Ob die dafür getesteten Mäusen, die sich fünf Stunden lang in Laufrädern abstrampeln mussten, wirklich Glück empfanden, ist nicht beweisbar. Aber dass sie danach weniger Schmerzempfinden und weniger Angst zeigten, war eindeutig feststellbar. Blockierten die Forscher die Endocannabinoid-Rezeptoren, blieb diese positive Wirkung aus, doch eine Blockade der Endorphin-Rezeptoren erwies sich als effektlos.
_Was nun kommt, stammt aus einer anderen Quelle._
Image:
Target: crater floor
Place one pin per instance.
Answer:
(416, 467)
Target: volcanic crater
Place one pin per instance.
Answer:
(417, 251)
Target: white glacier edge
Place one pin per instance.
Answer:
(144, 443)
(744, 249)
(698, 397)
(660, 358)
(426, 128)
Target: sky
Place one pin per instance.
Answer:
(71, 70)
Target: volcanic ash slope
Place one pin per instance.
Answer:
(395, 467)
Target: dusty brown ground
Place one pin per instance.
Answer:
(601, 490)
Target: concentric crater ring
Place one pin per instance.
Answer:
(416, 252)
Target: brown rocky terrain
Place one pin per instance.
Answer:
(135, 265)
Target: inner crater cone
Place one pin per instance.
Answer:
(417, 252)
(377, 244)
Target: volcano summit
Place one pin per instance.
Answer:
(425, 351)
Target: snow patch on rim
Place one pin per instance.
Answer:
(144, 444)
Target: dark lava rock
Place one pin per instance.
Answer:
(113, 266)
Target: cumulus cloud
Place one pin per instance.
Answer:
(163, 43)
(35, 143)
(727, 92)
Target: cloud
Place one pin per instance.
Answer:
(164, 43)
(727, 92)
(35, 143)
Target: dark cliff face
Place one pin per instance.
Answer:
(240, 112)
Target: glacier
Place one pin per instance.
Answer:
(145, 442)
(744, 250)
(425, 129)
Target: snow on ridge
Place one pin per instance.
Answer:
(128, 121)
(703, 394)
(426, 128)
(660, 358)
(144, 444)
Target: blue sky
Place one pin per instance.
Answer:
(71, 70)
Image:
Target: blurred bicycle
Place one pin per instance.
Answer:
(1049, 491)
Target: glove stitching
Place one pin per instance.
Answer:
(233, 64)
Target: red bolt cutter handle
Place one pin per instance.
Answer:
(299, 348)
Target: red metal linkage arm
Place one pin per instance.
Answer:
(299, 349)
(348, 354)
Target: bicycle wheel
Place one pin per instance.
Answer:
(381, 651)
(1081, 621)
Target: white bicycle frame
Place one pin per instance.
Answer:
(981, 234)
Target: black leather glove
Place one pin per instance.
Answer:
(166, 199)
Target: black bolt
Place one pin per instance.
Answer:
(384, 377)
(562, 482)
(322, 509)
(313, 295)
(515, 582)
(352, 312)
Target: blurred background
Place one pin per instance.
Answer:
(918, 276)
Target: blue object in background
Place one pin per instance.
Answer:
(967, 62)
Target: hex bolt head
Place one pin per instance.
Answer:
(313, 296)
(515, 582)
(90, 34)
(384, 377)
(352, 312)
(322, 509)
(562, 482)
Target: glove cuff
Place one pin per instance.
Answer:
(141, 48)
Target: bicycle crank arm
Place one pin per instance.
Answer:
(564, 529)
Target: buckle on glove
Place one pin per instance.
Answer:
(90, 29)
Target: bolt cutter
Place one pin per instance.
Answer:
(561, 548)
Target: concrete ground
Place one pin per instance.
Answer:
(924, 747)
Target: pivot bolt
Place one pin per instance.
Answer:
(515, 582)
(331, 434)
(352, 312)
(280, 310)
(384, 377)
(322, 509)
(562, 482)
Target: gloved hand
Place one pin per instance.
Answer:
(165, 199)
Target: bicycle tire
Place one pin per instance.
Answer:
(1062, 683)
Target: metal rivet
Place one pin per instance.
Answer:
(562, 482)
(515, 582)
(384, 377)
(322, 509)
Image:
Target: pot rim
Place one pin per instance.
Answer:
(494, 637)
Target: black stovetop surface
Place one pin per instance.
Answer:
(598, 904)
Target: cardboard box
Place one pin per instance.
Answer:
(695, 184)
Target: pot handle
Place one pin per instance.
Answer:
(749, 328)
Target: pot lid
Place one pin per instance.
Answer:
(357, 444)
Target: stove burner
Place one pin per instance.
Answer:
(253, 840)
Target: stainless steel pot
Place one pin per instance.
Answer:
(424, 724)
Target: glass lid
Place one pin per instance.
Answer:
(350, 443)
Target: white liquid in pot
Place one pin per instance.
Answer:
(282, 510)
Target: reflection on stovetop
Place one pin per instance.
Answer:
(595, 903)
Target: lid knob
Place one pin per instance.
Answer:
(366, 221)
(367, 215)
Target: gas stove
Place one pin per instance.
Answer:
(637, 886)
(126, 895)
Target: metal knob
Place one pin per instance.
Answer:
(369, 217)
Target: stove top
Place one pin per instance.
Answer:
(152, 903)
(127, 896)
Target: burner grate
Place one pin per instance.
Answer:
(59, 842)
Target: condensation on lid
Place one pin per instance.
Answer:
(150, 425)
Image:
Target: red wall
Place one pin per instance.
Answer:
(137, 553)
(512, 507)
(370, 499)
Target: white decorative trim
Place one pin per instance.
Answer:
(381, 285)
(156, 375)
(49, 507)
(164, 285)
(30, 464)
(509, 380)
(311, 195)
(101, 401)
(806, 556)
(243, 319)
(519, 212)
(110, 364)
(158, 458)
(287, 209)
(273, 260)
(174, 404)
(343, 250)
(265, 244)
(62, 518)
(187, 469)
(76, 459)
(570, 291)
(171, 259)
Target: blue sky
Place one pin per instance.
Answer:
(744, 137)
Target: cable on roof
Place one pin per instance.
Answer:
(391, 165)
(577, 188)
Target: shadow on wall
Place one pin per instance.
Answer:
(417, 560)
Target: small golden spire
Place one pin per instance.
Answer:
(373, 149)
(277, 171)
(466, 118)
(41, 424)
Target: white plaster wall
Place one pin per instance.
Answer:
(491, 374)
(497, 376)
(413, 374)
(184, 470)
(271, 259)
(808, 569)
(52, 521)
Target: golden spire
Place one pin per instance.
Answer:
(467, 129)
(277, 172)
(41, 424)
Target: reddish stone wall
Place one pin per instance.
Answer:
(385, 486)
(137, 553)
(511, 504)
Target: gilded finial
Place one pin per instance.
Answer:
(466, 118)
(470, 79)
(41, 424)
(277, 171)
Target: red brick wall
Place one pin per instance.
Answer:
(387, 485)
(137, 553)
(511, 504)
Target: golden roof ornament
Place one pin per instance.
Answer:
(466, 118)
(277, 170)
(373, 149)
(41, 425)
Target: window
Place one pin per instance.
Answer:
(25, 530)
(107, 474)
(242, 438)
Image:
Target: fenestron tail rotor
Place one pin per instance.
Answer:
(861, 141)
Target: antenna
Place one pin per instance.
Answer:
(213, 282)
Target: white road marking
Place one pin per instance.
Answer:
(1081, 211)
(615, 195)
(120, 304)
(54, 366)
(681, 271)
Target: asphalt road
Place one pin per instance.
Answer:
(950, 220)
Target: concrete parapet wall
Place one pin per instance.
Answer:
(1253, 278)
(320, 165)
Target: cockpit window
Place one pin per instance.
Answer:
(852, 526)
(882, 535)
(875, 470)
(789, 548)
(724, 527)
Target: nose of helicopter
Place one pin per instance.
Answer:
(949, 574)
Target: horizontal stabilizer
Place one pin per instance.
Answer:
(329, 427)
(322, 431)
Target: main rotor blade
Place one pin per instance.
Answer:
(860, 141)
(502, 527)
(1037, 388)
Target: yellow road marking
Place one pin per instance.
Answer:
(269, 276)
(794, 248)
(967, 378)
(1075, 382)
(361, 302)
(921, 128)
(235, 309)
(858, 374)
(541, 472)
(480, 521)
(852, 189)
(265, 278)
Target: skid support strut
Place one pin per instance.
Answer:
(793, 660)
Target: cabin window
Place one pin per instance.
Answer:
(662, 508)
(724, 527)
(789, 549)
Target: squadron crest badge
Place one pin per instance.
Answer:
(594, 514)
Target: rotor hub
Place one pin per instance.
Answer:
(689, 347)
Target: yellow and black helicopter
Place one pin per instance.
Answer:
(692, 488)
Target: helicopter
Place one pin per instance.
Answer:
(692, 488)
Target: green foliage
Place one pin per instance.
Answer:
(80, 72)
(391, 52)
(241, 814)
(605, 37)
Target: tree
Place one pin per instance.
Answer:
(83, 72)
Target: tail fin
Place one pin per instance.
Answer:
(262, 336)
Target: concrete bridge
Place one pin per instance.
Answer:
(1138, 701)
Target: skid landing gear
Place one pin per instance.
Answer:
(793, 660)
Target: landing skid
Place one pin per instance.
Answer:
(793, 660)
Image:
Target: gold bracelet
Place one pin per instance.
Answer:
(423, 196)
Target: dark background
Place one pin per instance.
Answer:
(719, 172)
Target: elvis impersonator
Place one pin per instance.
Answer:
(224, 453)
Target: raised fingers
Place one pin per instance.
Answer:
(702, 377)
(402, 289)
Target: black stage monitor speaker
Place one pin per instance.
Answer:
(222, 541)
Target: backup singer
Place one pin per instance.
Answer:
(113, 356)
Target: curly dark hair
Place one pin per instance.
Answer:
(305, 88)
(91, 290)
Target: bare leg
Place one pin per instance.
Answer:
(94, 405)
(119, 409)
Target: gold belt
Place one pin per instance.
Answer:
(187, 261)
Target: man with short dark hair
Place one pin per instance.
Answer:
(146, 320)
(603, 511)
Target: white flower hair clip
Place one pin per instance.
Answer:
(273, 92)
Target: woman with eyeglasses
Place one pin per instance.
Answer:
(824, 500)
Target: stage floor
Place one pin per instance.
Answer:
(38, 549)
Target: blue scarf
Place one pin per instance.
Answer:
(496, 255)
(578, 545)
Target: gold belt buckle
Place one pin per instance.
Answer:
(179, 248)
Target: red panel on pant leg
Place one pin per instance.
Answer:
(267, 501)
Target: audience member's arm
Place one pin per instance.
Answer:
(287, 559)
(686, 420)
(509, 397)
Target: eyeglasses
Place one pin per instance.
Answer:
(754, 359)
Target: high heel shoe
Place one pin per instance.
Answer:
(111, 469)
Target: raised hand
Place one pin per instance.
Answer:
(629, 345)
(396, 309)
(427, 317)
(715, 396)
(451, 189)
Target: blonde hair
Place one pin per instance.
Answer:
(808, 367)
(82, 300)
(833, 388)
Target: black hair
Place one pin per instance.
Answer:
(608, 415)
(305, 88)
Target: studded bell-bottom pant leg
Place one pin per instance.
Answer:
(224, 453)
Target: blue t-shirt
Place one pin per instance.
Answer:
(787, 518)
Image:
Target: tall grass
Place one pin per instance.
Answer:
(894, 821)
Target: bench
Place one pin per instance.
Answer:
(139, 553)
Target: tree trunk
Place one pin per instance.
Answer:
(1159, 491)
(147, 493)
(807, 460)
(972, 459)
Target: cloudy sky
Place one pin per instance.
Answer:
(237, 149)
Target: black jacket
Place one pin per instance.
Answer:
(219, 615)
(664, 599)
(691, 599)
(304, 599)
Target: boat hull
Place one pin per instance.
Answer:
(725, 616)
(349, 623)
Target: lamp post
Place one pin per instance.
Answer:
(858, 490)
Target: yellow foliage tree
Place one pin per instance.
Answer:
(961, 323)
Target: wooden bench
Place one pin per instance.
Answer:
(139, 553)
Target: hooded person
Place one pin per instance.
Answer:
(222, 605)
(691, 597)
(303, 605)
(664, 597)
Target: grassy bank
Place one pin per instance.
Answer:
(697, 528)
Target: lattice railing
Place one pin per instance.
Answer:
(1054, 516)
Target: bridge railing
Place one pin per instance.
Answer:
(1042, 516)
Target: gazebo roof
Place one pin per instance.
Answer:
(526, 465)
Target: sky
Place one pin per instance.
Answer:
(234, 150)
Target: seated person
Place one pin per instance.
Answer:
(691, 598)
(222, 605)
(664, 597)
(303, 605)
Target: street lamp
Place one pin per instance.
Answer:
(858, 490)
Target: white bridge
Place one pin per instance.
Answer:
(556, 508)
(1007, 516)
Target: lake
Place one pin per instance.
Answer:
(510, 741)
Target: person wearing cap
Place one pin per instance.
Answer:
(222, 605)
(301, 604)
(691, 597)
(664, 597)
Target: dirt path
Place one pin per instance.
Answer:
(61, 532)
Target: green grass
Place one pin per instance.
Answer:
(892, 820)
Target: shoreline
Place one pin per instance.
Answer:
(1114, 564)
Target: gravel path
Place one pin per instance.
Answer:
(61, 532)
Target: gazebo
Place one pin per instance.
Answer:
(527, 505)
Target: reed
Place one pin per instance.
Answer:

Bei Mäusen und Menschen dürften die all dem zugrunde liegenden Mechanismen ähnlich sein, sagen die Forscher. Den Menschen, so der Sportpsychologe Heiko Ziemainz (Erlangen-Nürnberg), kann Sport sogar süchtig machen. Der Sportbesessene vernachlässigt sein soziales Umfeld, leidet, wenn er nicht zum Sporteln kommt, unter Entzugserscheinungen und wird aggressiv und unruhig. Das Leben ist und bleibt eben eine Gratwanderung. Zwischen Trübsal und Glück, zwischen Frust und Lust, zwischen Euphorie und Sucht. Wohl dem, der das richtige Maß findet.